Per CLSA, earnings estimates and management guidance across the sector remain resilient despite pricing shifts, and companies with strong SaaS partnerships are likely to benefit from product engineering and implementation demand, the Economic Times reports. CLSA also distinguishes between software categories, arguing that Systems of Record (SoR) are less vulnerable to AI disruption because they require deterministic outputs, while Systems of Engagement (SoE) and Systems of Work (SoW) face greater disruption risk, per the report.

Editorial analysis

Industry context: Short-term volatility like this often reflects profit-taking after concentrated rallies and headline-driven sentiment shifts. Observers tracking the sector will see occasional sharp reversals when new AI capabilities change perceived service margins or customer automation potential.
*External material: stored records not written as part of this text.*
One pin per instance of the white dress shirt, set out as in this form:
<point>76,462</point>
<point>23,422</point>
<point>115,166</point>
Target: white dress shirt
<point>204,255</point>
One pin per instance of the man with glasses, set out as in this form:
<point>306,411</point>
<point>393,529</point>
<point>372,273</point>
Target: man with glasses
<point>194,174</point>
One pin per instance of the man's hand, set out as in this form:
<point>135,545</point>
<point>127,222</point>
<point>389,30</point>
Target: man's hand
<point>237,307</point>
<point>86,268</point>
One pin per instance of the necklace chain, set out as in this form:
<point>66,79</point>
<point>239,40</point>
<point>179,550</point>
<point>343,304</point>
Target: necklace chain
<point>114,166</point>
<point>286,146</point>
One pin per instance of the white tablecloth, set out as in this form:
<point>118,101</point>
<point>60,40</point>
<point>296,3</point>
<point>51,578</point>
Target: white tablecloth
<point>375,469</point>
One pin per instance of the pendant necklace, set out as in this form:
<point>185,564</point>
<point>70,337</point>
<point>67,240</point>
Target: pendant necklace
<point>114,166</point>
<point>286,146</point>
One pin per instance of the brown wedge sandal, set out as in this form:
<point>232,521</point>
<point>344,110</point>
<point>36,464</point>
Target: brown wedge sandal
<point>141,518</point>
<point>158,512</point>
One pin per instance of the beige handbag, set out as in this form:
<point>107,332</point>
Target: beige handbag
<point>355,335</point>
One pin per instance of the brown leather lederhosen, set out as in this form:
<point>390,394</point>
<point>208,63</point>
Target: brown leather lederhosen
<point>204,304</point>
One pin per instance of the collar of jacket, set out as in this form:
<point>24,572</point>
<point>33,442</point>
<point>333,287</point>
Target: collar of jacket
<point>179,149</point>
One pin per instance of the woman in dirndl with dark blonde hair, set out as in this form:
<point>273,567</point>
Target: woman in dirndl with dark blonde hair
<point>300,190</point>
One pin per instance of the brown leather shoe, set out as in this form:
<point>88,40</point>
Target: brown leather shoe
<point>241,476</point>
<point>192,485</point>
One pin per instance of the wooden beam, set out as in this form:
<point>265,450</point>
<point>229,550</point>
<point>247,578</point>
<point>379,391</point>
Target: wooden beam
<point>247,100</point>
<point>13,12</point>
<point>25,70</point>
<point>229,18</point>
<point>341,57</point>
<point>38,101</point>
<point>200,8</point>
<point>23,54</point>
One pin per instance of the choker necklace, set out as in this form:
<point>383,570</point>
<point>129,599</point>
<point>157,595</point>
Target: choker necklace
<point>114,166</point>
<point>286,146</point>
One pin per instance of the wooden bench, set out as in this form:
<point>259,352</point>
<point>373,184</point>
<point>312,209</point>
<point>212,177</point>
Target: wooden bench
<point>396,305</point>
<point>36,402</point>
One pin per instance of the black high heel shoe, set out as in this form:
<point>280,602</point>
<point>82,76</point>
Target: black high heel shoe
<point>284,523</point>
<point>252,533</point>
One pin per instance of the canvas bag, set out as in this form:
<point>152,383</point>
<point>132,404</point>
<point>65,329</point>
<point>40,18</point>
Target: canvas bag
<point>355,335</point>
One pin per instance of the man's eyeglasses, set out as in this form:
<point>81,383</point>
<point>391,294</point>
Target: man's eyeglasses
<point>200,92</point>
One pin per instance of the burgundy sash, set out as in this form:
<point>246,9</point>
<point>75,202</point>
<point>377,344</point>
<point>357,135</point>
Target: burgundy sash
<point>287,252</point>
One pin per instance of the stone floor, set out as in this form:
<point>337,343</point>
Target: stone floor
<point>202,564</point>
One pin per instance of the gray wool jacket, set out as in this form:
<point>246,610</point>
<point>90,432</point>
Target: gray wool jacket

Editorial analysis - technical context

For practitioners: the distinction between SoR and SoE/SoW discussed by CLSA maps to a technical reality-deterministic transactional systems tend to demand accuracy and auditability, while generative interfaces and workflow automation introduce probabilistic outputs and integration challenges. Comparable conversations across global IT suppliers emphasize integration, testing, and observability when adding generative layers.

What to watch

For practitioners: monitor near-term signals such as management commentary on pricing models (seat-based versus consumption-based), pipeline commentary around SaaS integrations, and client case studies that quantify automation-led productivity gains. Also watch incremental product announcements from AI vendors that enable enterprise automation, and how brokerages update earnings assumptions in response.

Bottom line

The movement is a market-driven repricing event reported by The Economic Times, with broker research from CLSA framing longer-term opportunity and risk differentially across software categories. This episode underscores how AI product rollouts can rapidly shift investor sentiment even where broker estimates remain unchanged.

Scoring Rationale #

The story is a notable market event for practitioners because it links stock volatility to AI-driven sentiment shifts and broker research, but it does not introduce new models or regulatory changes. It affects investor and vendor signals rather than core technical breakthroughs.